3.3 Facilities for Communication Support In order to improve the capability of "VisuSim", the revised program of "VisuSim" has two following built-in modules for e-mail handling: One is an e-mail sending module which works as an SMTP-client. Another is an e-mail receiving module working as a POP3-client. When learners use "VisuSim" and want to correspond with others, they can invoke e-mail sending or receiving module of "VisuSim". These client modules are available whenever "VisuSim" is invoked as a Java stand-alone application as well as a Java applet. An SMTP-client is a Simple Mail Transfer Protocol-based sending module, which transfers message from "VisuSim" to the server. "VisuSim" provides simple information-transmission service which can send a message including the current state of "VisuSim", namely, all the contents of registers and memory of itself, to a mail server. With the above service using SMTP-client, "VisuSim" can make the copy of itself onto another instance of it. There is a particular condition or limitation about capability of SMTP-client. A message from "VisuSim" must be transferred to the mail server. Namely, "VisuSim" have to access the external server which is out side of the machine where "VisuSim" executes.
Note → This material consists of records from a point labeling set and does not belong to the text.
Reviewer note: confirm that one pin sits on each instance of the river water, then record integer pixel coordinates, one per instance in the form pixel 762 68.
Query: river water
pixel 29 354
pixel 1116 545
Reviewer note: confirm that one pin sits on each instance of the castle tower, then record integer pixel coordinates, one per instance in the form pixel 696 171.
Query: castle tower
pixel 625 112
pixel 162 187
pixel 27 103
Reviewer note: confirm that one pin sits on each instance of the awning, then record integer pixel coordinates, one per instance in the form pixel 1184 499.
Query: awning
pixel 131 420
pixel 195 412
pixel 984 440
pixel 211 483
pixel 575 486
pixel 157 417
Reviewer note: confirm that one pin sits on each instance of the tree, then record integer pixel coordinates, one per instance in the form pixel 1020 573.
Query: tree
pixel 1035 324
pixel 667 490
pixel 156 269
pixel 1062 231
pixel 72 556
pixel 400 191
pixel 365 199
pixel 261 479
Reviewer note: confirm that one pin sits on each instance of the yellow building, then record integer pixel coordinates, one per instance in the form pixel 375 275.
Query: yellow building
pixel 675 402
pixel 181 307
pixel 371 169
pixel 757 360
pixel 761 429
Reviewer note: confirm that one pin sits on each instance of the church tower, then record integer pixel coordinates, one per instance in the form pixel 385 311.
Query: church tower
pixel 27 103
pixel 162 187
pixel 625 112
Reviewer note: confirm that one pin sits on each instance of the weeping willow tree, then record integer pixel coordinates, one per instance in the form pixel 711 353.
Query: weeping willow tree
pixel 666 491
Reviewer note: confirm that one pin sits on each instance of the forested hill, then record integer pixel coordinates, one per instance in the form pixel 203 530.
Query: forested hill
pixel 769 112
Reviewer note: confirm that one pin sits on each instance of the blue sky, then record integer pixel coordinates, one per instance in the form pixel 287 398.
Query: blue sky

When it works as a Java applet, its SMTP-client should be invoked as a child process of such an applet so that it can only communicate with the mail server which is the same machine of Web server of "VisuSim" itself. This is a special limitation based on the secure characteristics of Java Applet. In the case that "VisuSim" works as a Java stand-alone application, its SMTPclient can communicate with any mail server without such limitation. Figure 2 shows a schematic relation between SMTP-client and "VisuSim". This figure illustrates a typical story that a learner downloads "VisuSim", invokes SMTP-client, adds the current state of "VisuSim" into an e-mail, and easily send such an e-mail to the mail/Web server. Invoked pure Java-based SMTP-client Getting the internal status of "VisuSim" into content of e-mail (Snap shot facility)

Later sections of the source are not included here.